Als K. werden Lesestoffe bezeichnet, die durch den städt. und ländl. Hausierhandel (colportage) ab dem 16. Jh. vertrieben wurden (Hausierer). Dazu gehören Flugblätter, polit. und religiöse Traktate, Erbauungsliteratur, Kalender und Almanache, medizin. Werke, Lexika, Jugendschriften (Kinder- und Jugendliteratur), Bilderbogen, aber auch literar. Werke wie Märchen, Abenteuerromane und verkürzte Prosabearbeitungen ma. Romane (sog. Volksbücher).

Die auf schlechtem Papier gedruckten Schriften wurden von den meist aus einfachsten sozialen Verhältnissen stammenden Kolporteuren, die oft in der Kolportage ihre einzige Verdienstmöglichkeit sahen, v.a. auf dem Land vertrieben, manchmal auch vorgelesen. Der Kolporteur war im 18. und 19. Jh. der wichtigste Lesestofflieferant, wobei seine Bedeutung hauptsächlich darin lag, dass er den Lesebedarf der einfachen, ländl. Bevölkerung deckte. Diese hatte kaum Zugang zu Leihbibliotheken und besass keine eigenen Bücher. Die dt. Schweiz wurde häufig von Süddeutschland aus beliefert. Ab Mitte des 19. Jh. bereicherte die neue Gattung des Fortsetzungsromans die K. Dieser umfasste bis zu 200 Lieferungen im Umfang von 16-48 Seiten - ab den 1880er Jahren 80-110 Hefte à 24 Seiten -, und wurde v.a. in den Städten im Abonnement abgesetzt. Die Hefte enthielten Liebesgeschichten, hist. Romane (z.T. mit aktuellen Themen wie dem Tod Ludwigs II. von Bayern oder dem Balkankrieg von 1912-13), Reiseromane oder Kriminalgeschichten, wie man sie noch heute in der Trivialliteratur in Form von Heftromanen findet.

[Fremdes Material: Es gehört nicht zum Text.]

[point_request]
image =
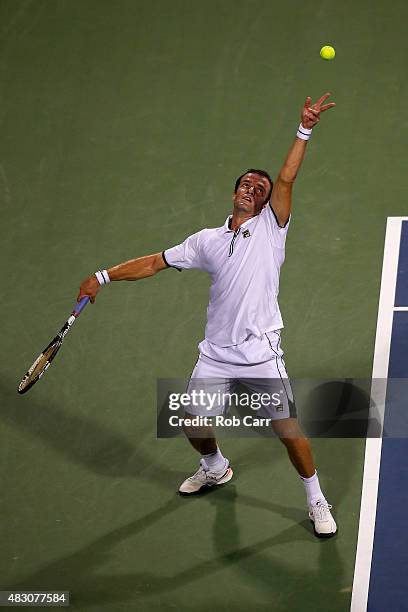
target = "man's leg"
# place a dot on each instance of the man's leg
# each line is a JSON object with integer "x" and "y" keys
{"x": 300, "y": 454}
{"x": 214, "y": 467}
{"x": 298, "y": 447}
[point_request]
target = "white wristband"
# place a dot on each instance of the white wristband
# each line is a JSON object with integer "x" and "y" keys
{"x": 103, "y": 277}
{"x": 303, "y": 133}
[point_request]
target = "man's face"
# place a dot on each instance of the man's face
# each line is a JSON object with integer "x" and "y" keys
{"x": 251, "y": 193}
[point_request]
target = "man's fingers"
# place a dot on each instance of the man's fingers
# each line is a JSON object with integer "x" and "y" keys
{"x": 327, "y": 106}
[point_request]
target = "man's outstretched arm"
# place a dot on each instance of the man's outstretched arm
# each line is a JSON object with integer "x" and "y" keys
{"x": 134, "y": 269}
{"x": 281, "y": 199}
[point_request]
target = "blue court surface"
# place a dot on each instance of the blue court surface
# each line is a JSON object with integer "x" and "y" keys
{"x": 385, "y": 574}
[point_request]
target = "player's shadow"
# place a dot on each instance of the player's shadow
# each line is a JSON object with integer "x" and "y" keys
{"x": 81, "y": 440}
{"x": 268, "y": 563}
{"x": 340, "y": 409}
{"x": 81, "y": 574}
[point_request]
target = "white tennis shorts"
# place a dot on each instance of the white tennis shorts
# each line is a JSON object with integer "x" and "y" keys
{"x": 256, "y": 364}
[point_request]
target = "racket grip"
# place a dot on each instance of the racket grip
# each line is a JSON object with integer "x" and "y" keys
{"x": 80, "y": 306}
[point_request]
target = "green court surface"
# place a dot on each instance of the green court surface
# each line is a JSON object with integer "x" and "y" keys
{"x": 123, "y": 127}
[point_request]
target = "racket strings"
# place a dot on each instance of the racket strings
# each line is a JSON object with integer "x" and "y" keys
{"x": 40, "y": 365}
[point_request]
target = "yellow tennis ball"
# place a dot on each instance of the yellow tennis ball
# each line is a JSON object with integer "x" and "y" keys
{"x": 327, "y": 52}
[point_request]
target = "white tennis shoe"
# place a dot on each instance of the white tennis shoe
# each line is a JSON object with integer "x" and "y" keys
{"x": 205, "y": 478}
{"x": 322, "y": 519}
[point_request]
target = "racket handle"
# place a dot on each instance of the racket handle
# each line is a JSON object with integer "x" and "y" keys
{"x": 80, "y": 306}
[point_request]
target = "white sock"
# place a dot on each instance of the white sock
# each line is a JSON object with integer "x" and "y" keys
{"x": 313, "y": 490}
{"x": 215, "y": 461}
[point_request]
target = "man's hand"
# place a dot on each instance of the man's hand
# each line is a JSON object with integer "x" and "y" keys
{"x": 90, "y": 286}
{"x": 311, "y": 113}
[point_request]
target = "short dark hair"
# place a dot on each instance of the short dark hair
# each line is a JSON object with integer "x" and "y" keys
{"x": 255, "y": 171}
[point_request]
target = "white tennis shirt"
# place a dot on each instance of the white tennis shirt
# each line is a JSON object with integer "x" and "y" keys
{"x": 244, "y": 267}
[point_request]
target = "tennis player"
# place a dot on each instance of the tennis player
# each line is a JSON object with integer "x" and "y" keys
{"x": 242, "y": 337}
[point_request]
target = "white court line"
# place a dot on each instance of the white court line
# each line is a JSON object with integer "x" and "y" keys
{"x": 372, "y": 458}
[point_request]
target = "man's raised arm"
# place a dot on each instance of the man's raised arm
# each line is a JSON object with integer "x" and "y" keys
{"x": 134, "y": 269}
{"x": 281, "y": 199}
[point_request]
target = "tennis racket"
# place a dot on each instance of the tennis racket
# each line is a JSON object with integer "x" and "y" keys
{"x": 44, "y": 360}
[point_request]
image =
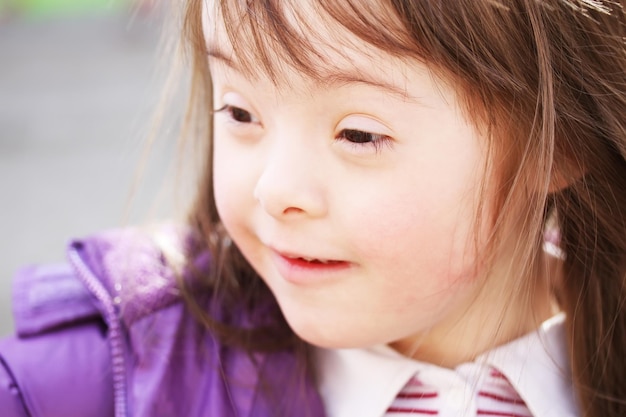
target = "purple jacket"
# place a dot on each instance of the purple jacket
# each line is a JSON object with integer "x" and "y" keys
{"x": 107, "y": 335}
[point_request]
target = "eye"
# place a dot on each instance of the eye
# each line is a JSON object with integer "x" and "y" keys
{"x": 237, "y": 114}
{"x": 361, "y": 138}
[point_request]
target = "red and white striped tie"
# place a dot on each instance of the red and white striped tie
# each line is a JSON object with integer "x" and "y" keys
{"x": 495, "y": 397}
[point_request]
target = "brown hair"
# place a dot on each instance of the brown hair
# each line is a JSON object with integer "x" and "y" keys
{"x": 545, "y": 78}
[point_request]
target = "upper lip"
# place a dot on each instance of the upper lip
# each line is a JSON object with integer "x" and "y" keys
{"x": 301, "y": 255}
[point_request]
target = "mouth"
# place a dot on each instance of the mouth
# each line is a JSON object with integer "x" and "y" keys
{"x": 308, "y": 260}
{"x": 306, "y": 269}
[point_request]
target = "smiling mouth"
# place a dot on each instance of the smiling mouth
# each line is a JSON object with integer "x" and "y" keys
{"x": 312, "y": 260}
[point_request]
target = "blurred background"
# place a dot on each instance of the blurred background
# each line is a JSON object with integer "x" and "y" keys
{"x": 77, "y": 88}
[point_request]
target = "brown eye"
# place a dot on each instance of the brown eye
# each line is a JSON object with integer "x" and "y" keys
{"x": 240, "y": 115}
{"x": 359, "y": 136}
{"x": 237, "y": 114}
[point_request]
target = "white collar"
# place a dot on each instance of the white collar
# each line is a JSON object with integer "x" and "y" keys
{"x": 364, "y": 382}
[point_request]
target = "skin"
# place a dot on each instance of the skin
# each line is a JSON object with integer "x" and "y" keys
{"x": 377, "y": 175}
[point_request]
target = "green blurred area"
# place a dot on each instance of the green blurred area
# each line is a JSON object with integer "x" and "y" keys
{"x": 42, "y": 8}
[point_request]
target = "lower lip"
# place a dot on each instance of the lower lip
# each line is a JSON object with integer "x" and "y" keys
{"x": 301, "y": 272}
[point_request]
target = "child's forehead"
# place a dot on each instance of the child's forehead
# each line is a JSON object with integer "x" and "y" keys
{"x": 300, "y": 38}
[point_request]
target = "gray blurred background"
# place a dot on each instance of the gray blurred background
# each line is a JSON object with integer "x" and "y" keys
{"x": 77, "y": 87}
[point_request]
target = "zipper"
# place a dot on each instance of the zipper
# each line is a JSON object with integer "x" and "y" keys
{"x": 115, "y": 337}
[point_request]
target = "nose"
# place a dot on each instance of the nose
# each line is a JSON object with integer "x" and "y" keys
{"x": 290, "y": 185}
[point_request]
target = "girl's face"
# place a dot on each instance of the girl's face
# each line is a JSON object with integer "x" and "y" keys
{"x": 353, "y": 197}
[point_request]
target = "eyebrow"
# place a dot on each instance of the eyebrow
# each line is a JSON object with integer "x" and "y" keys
{"x": 331, "y": 79}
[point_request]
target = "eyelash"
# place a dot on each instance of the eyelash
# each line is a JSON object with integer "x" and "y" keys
{"x": 235, "y": 113}
{"x": 376, "y": 140}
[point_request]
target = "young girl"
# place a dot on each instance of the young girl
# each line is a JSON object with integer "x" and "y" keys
{"x": 408, "y": 208}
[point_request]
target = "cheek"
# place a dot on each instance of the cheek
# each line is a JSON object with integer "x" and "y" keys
{"x": 231, "y": 185}
{"x": 431, "y": 235}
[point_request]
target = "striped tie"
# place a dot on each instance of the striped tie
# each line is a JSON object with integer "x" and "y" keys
{"x": 495, "y": 397}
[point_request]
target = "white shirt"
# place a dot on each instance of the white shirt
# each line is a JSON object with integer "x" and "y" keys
{"x": 364, "y": 382}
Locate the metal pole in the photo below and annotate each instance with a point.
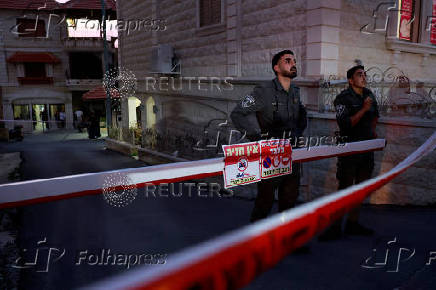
(106, 66)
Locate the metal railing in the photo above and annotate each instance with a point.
(396, 95)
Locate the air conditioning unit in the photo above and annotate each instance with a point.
(163, 60)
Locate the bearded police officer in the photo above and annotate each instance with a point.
(357, 115)
(274, 110)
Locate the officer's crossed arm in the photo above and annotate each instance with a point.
(343, 117)
(302, 121)
(244, 115)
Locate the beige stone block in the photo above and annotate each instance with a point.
(332, 4)
(231, 34)
(231, 10)
(231, 22)
(323, 34)
(323, 16)
(313, 67)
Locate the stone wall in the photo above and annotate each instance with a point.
(373, 47)
(413, 187)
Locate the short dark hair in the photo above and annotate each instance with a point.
(352, 70)
(277, 57)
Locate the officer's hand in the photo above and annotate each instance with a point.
(367, 104)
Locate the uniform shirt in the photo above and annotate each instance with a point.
(347, 104)
(271, 110)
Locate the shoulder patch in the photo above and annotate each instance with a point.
(248, 101)
(340, 110)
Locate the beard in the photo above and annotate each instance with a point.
(290, 74)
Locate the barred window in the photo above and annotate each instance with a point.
(210, 12)
(30, 27)
(417, 21)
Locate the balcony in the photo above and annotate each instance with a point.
(88, 43)
(35, 80)
(83, 82)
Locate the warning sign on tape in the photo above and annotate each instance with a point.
(250, 162)
(276, 158)
(241, 164)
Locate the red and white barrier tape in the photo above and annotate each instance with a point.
(234, 259)
(36, 191)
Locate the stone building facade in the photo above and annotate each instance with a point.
(39, 72)
(234, 40)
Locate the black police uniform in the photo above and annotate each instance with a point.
(271, 112)
(358, 167)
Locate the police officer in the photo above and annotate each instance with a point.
(357, 115)
(274, 110)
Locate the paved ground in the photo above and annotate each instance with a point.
(166, 225)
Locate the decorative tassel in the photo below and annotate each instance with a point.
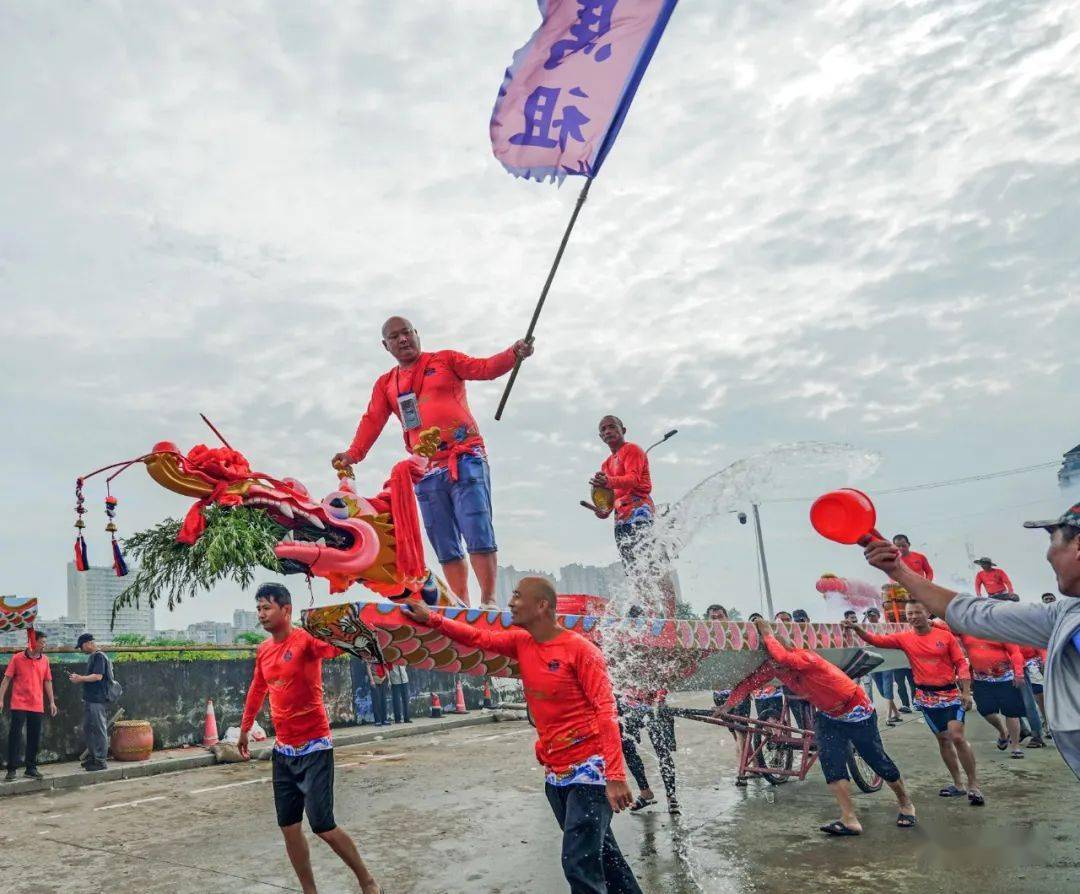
(80, 554)
(81, 563)
(118, 558)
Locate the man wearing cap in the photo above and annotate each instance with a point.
(1053, 626)
(994, 580)
(95, 688)
(30, 680)
(428, 390)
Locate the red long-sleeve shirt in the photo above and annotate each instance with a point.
(919, 564)
(292, 673)
(996, 581)
(567, 690)
(809, 676)
(439, 379)
(936, 658)
(991, 660)
(628, 474)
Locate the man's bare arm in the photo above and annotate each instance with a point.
(886, 557)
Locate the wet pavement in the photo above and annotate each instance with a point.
(463, 811)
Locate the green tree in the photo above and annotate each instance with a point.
(129, 639)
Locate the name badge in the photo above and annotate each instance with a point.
(409, 410)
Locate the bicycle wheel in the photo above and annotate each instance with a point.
(768, 754)
(861, 772)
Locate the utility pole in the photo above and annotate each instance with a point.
(760, 555)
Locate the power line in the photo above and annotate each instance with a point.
(933, 485)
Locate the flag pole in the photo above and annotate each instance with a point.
(543, 294)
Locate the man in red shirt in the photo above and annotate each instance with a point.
(426, 390)
(942, 689)
(845, 715)
(30, 680)
(569, 696)
(918, 563)
(626, 473)
(289, 667)
(994, 580)
(997, 675)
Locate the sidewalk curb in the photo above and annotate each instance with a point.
(342, 736)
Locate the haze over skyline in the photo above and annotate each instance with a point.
(831, 221)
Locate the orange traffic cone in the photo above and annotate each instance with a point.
(210, 728)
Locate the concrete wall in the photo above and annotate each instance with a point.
(172, 695)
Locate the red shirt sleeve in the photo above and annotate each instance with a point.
(372, 422)
(503, 642)
(634, 463)
(1015, 659)
(763, 675)
(256, 694)
(323, 649)
(596, 686)
(467, 367)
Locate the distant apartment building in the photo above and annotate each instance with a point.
(91, 594)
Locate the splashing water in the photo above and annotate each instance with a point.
(773, 474)
(778, 473)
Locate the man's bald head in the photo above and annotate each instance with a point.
(534, 600)
(401, 339)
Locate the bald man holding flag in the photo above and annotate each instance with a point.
(428, 390)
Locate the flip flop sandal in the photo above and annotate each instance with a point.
(836, 827)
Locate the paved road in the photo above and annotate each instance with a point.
(462, 811)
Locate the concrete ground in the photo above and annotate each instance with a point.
(463, 811)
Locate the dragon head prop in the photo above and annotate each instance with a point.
(342, 538)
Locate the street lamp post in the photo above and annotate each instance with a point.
(760, 555)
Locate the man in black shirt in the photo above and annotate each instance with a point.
(95, 687)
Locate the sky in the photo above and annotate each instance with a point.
(826, 221)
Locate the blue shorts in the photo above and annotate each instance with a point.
(939, 718)
(456, 511)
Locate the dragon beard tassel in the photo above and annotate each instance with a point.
(80, 544)
(118, 557)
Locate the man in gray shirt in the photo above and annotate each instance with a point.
(1054, 626)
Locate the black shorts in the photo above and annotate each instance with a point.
(305, 784)
(833, 737)
(998, 698)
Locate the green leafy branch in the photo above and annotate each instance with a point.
(237, 541)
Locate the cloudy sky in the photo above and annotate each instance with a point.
(822, 221)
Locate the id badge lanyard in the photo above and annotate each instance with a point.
(408, 405)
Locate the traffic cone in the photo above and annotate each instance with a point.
(210, 728)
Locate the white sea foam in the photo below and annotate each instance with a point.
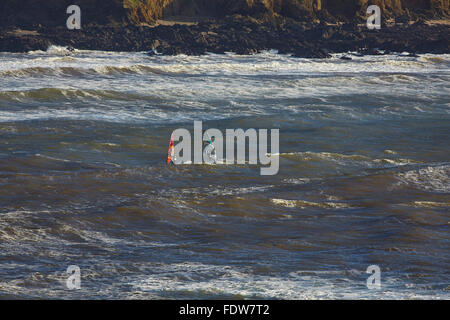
(434, 179)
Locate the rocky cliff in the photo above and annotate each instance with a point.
(26, 13)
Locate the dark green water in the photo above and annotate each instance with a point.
(363, 179)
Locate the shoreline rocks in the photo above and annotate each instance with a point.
(242, 35)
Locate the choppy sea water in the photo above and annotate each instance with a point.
(363, 180)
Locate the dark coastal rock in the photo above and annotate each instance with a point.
(242, 35)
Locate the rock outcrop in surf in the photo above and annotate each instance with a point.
(302, 28)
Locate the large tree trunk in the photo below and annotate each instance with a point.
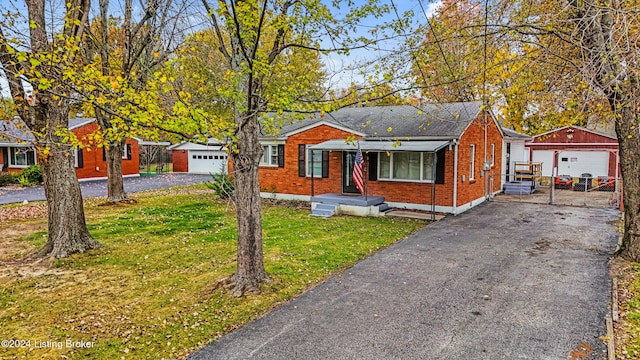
(629, 141)
(250, 272)
(68, 232)
(115, 183)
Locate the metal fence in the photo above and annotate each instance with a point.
(586, 190)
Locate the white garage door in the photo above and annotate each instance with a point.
(207, 161)
(575, 163)
(546, 158)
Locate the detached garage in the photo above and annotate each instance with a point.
(199, 158)
(574, 151)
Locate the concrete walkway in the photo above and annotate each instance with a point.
(501, 281)
(99, 187)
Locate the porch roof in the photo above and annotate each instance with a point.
(342, 145)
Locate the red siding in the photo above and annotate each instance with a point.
(180, 159)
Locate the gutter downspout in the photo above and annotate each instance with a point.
(455, 177)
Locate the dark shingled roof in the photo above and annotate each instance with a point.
(512, 134)
(380, 122)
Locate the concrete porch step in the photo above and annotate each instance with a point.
(324, 210)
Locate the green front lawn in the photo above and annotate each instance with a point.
(147, 292)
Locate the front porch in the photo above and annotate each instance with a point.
(326, 205)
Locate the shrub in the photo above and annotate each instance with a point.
(8, 179)
(221, 184)
(30, 176)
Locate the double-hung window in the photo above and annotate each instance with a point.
(21, 157)
(316, 155)
(406, 166)
(269, 155)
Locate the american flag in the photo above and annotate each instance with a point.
(358, 179)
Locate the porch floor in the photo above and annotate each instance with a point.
(344, 199)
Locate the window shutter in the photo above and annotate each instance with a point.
(440, 166)
(80, 158)
(373, 166)
(301, 151)
(5, 157)
(325, 164)
(281, 155)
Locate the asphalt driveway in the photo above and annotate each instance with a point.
(95, 188)
(501, 281)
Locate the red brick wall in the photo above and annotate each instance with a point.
(417, 193)
(180, 159)
(471, 190)
(286, 180)
(94, 165)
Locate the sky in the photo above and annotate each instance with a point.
(335, 64)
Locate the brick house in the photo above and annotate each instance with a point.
(444, 158)
(17, 151)
(575, 150)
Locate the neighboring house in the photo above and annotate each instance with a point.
(514, 151)
(445, 157)
(199, 158)
(574, 151)
(17, 151)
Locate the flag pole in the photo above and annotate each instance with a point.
(366, 181)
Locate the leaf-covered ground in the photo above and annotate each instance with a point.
(147, 293)
(627, 328)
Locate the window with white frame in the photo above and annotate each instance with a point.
(317, 162)
(493, 155)
(74, 152)
(406, 166)
(472, 162)
(269, 155)
(21, 157)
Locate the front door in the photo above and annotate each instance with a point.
(348, 186)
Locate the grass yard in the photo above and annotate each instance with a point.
(627, 329)
(147, 293)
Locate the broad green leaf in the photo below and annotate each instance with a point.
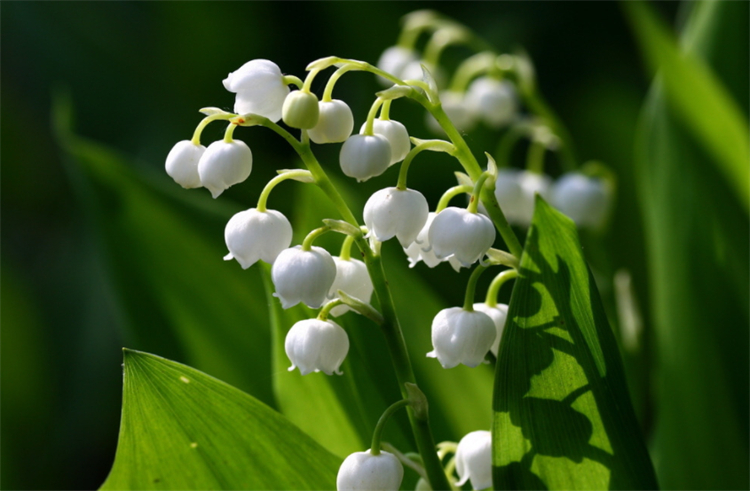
(697, 239)
(699, 98)
(182, 429)
(416, 304)
(163, 249)
(562, 413)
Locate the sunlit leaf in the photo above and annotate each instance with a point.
(699, 97)
(182, 429)
(562, 413)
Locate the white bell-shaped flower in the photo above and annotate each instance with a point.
(392, 212)
(313, 345)
(353, 279)
(394, 60)
(335, 122)
(300, 110)
(494, 101)
(224, 164)
(584, 199)
(397, 136)
(260, 89)
(363, 471)
(251, 235)
(182, 163)
(303, 276)
(474, 460)
(498, 314)
(455, 107)
(515, 191)
(458, 232)
(461, 336)
(365, 156)
(421, 249)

Die grosse Verbreitung und der Erfolg dieser Romane brachte eine Debatte um ihren Wert in Gang. Der Kolportageroman wurde als Schund bezeichnet. Hauptsächlich kirchl. Kreise und Lehrer warfen ihm die Zerstörung des Sinns für Wahrheit und Wirklichkeit sowie die Verherrlichung von Verbrechern und Gewalt vor. Ausserdem wurde kritisiert, er appelliere an die niedrigen Triebe der Menschen, veranlasse die Leser zu unmoral. Handlungen und verführe zur Lesesucht. Als Reaktion entstanden die Jugendschriftenbewegung Gute Schriften und das Schweizerische Jugendschriftenwerk. Nach dem 1. Weltkrieg verschwand die schon ab 1905 an Bedeutung verlierende K. Sie machte Romanen Platz, die auf anderen Wegen vertrieben wurden (Kioskliteratur).